GrowMore is not closed to the possibility of future advances in soil science. New ideas should always be considered where they are supported by sound methodology — that is, repeatable observation, measurement, and empirical validation. However, the standard applied is the same as any other area of applied science: claims must be testable, consistent, and demonstrably linked to production outcomes.
It is important to distinguish between what is measurable and relevant, and what is not. For example, reliance on “total” elemental tests does not reflect plant-available nutrients and can be misleading in a fertiliser decision context. Measuring total phosphorus in a soil is not materially useful when plants respond to the fraction that is available. In effect, this is closer to a mining assay than a soil test.
Similarly, broader claims around soils being “electric” or governed primarily by loosely defined biological or carbon-based frameworks should be treated with caution. While soil chemistry, physics, and biology are all important, they must ultimately be grounded in measurable effects on plant growth and farm performance.

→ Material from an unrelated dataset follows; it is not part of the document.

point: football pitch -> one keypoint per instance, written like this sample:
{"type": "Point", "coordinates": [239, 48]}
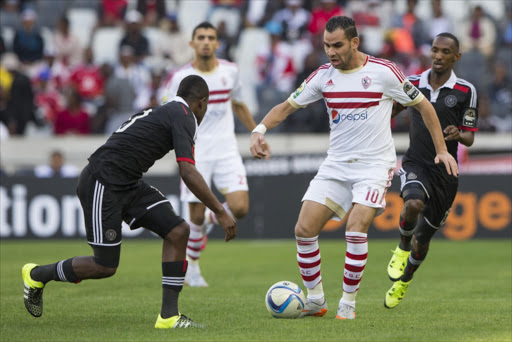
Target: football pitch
{"type": "Point", "coordinates": [462, 292]}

Concepts such as building soil carbon or promoting biological activity may have merit in certain contexts, but they are not, in themselves, prerequisites for running a productive and profitable farming system.
In some cases, the practical application of these approaches extends to the sale of materials such as sands, clays, or rock dusts, often attributed with broad or poorly defined properties such as silicon supply or paramagnetism. In other cases, suppliers may be unwilling or unable to provide a clear nutrient analysis of what is being applied, instead suggesting that outcomes are driven less by nutrient quantity and more by forms of “biological activation.” These claims require the same level of scrutiny as any other input — namely, whether they deliver consistent, measurable improvements in production.
A practical test of any system is the outcomes it produces. Farmers should be able to ask: how many operations using this approach are consistently performing at the top end of production for their environment? How many have sustained those results over time? These are the measures that matter — not the claims, but the results.
The intent of the platform is to operate within this framework of measurable, repeatable agronomy. It is not designed to promote or dismiss alternative viewpoints outright, but to provide a consistent and transparent application of methods that are well understood and demonstrably linked to production.
Where new approaches — including those based on biological activation, alternative materials, or emerging interpretations — can meet that same standard, grounded in evidence, repeatability, and real-world outcomes, they remain open for consideration.